A prominent healthcare provider in Chicago, known for serving underserved populations, is in the process of informing approximately 1.2 million patients that their personal information has been compromised in a data breach incident involving a medical transcription vendor. Cook County Health, the operator of two public hospitals and multiple community healthcare clinics in Illinois, has confirmed the termination of its association with the said vendor. It has also come to light that numerous other healthcare organizations have been affected by this security breach.
The breach notice reveals that the cyberattack targeted the systems of Perry Johnson & Associates (PJ&A). At this third-party transcription vendor, a portion of the hospital system’s patient data was stored. The stolen information encompasses patients’ names, birthdates, addresses, medical records, and the dates and times of their medical services. Alarmingly, about 2,600 of these patient records might have included Social Security numbers.

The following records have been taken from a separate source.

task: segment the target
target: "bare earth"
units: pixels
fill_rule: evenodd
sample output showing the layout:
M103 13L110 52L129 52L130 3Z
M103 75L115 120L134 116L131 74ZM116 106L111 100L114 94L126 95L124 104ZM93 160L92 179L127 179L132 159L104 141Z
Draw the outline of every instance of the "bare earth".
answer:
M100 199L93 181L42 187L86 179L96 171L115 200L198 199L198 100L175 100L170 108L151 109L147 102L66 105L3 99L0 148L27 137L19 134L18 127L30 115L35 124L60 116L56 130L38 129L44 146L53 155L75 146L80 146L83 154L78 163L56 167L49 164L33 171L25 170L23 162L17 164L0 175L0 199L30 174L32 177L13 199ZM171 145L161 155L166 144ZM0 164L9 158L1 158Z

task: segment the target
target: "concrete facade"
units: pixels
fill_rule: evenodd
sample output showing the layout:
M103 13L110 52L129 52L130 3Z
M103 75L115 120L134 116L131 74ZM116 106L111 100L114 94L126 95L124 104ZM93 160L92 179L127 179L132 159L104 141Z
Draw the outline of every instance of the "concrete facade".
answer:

Cook County Health emphasized that the security incident at PJ&A did not breach any of its systems or servers. As soon as they became aware of the breach, Cook County Health promptly ceased sharing data with PJ&A and severed its ties with the vendor. PJ&A is now collaborating with the FBI and third-party cybersecurity experts to investigate and contain the breach.
The high volume of medical records processed by transcription vendors and the sensitive health information they handle make them attractive targets for cybercriminals. Jon Moore, the Chief Risk Officer at Clearwater, a privacy and security consulting firm, stated that this stolen data can be monetized through the dark web, utilized for identity theft, or exploited for healthcare fraud. Additionally, smaller medical transcription companies may lack the resources to invest in robust cybersecurity measures, rendering them more susceptible to cyberattacks.
Regarding the breach specifics, Cook County Health initially reported the incident to federal regulators in September, classifying it as a hacking incident involving a business associate and affecting 500 individuals. However, PJ&A’s reports were not posted on the Department of Health and Human Services Office for Civil Rights’ HIPAA Breach Reporting Tool as of the latest information available.
PJ&A has yet to respond to inquiries from Information Security Media Group regarding the scope of the breach, the number of affected clients and patients, and whether ransomware played a role. According to PJ&A’s public notice of the cyber incident, an unauthorized party accessed their network between March 27 and May 2, during which they acquired copies of certain files.
While the compromised data did not include credit card information, bank account details, usernames, or passwords, it did contain Social Security numbers, insurance information, and clinical data from medical transcription files. This clinical data covered laboratory and diagnostic test results, medications, the name of the treatment facility, and the names of healthcare providers.
In light of the incident, Cook County Health emphasized that it has discontinued data sharing with PJ&A. However, the immediate termination of a business relationship depends on the contractual terms, which may include provisions for termination in case of a cybersecurity incident. Moreover, the availability of alternatives for the provision of the service, such as medical transcription, plays a crucial role in such decisions.
Severing ties with a vendor after a healthcare data security breach necessitates a structured process. This includes notifying the vendor, ensuring continued access to patient records, deciding whether data should be returned or securely deleted, and planning for data migration and continuity of care to minimize disruptions inpatient services. Compliance with contractual obligations and regulations is of utmost importance, with detailed documentation essential for legal and regulatory purposes.